İlk Derece Mahkemesince kadının tazminatlara yönelik faiz isteği bulunmadığı halde kadın yararına hükmedilen tazminatlara faiz işletilmesine hükmedilmiş ise de erkek tarafından bu karara karşı istinaf kanun yoluna başvurulmadığından, hükmedilen maddî ve manevî tazminatın yalnızca 16.000,00 TL'lik kısmı ve bu kısma işletilen faiz yönünden kadın yararına usuli kazanılmış hak oluşacağı, Bölge Adliye Mahkemesince artırılan kısım yönünden ise kadın yararına usuli kazanılmış hakkın varlığından söz edilemeyeceği anlaşılmakla, tazminatların 16.000,00 TL'nin üstünden kalan kısmına işletilen faiz yönünden yazılı şekilde hüküm tesisi doğru olmayıp bozmayı gerektirir.

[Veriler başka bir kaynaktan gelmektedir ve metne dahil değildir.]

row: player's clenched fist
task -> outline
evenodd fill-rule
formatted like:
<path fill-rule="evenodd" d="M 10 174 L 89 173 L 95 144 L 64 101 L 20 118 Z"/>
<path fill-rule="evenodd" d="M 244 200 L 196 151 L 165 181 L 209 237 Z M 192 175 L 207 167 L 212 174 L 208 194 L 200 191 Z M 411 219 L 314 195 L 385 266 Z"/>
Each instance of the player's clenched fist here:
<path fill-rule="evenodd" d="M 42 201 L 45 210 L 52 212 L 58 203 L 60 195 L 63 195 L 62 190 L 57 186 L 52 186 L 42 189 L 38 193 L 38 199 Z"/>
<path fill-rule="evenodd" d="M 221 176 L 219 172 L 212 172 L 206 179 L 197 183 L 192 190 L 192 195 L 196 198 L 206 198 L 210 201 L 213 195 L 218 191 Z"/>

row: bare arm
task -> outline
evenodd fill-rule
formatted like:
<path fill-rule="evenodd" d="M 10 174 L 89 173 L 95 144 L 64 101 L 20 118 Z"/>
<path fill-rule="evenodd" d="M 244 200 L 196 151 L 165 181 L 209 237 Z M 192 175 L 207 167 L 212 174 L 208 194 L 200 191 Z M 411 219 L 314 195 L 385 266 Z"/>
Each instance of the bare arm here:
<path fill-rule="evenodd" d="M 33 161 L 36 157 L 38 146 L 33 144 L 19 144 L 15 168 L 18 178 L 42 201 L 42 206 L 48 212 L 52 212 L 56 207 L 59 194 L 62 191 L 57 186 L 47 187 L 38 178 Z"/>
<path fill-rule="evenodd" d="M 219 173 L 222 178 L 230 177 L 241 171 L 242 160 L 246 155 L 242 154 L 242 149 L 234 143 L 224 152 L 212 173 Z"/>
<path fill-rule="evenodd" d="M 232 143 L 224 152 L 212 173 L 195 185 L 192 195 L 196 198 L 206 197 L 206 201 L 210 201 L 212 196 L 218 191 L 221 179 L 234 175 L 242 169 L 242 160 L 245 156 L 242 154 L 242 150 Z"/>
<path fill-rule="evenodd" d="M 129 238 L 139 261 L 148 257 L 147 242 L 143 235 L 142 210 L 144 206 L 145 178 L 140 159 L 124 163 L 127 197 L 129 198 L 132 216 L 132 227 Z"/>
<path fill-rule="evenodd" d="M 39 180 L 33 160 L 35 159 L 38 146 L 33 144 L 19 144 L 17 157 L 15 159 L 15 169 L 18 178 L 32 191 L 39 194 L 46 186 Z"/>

Ne var ki bu hatanın giderilmesi yeniden yargılama yapılmasını gerektirmediğinden 6100 sayılı Kanun’un 370 inci maddesinin ikinci fıkrası uyarınca Bölge Adliye Mahkemesi kararının düzeltilerek onanması gerekir.
VI. KARAR
Açıklanan sebeplerle;
1. Davalı erkek vekilinin kusur belirlemesi, tazminatlar ve yoksulluk nafakası ile miktarları ve yoksulluk nafakasına süresiz olarak hükmedilmesine yönelik temyiz dilekçesinin REDDİNE,
2.Davalı erkek vekilinin diğer temyiz itirazlarının incelenmesine gelince;
a.Davalı erkek vekilinin aşağıdaki bendin kapsamı dışında kalan diğer temyiz itirazlarının reddine,
b.Temyiz olunan Bölge Adliye Mahkemesi kararına yönelik davalı erkek vekilinin temyiz itirazının "tazminatların artırılan kısmına işletilen yasal faiz kararı" yönünden kabulü ile temyiz olunan Bölge Adliye Mahkemesi kararının hüküm fıkrasının (1/d) bendinin hükümden tamamen çıkartılmasına, yerine (1/d) bendi olarak; "Davacı kadının maddi tazminat isteminin KISMEN KABULÜ ile 30.000,00 TL maddi tazminatın 16.000,00 TL'lik kısmının boşanma hükmünün kesinleştiği tarihten itibaren işleyecek yasal faiziyle, bakiye 14.000,00 TL'lik kısmının ise faizsiz olarak davalı erkekten alınarak davacı kadına verilmesine, fazlaya ilişkin istemin reddine, davacı kadının manevi tazminat isteminin KABULÜ ile 20.000,00 TL manevi tazminatın 16.000,00 TL'lik kısmının boşanma hükmünün kesinleştiği tarihten itibaren işleyecek yasal faiziyle, bakiye 4.000,00 TL'lik kısmının ise faizsiz olarak davalı erkekten alınarak davacı kadına verilmesine, fazlaya ilişkin istemin reddine," cümlesinin eklenmek suretiyle temyize konu kararın DÜZELTİLEREK ONANMASINA,
Peşin alınan harcın istek halinde yatırana geri verilmesine,
Dosyanın İlk Derece Mahkemesine, kararın bir örneğinin Bölge Adliye Mahkemesine gönderilmesine,
13.02.2024 tarihinde oy birliğiyle karar verildi.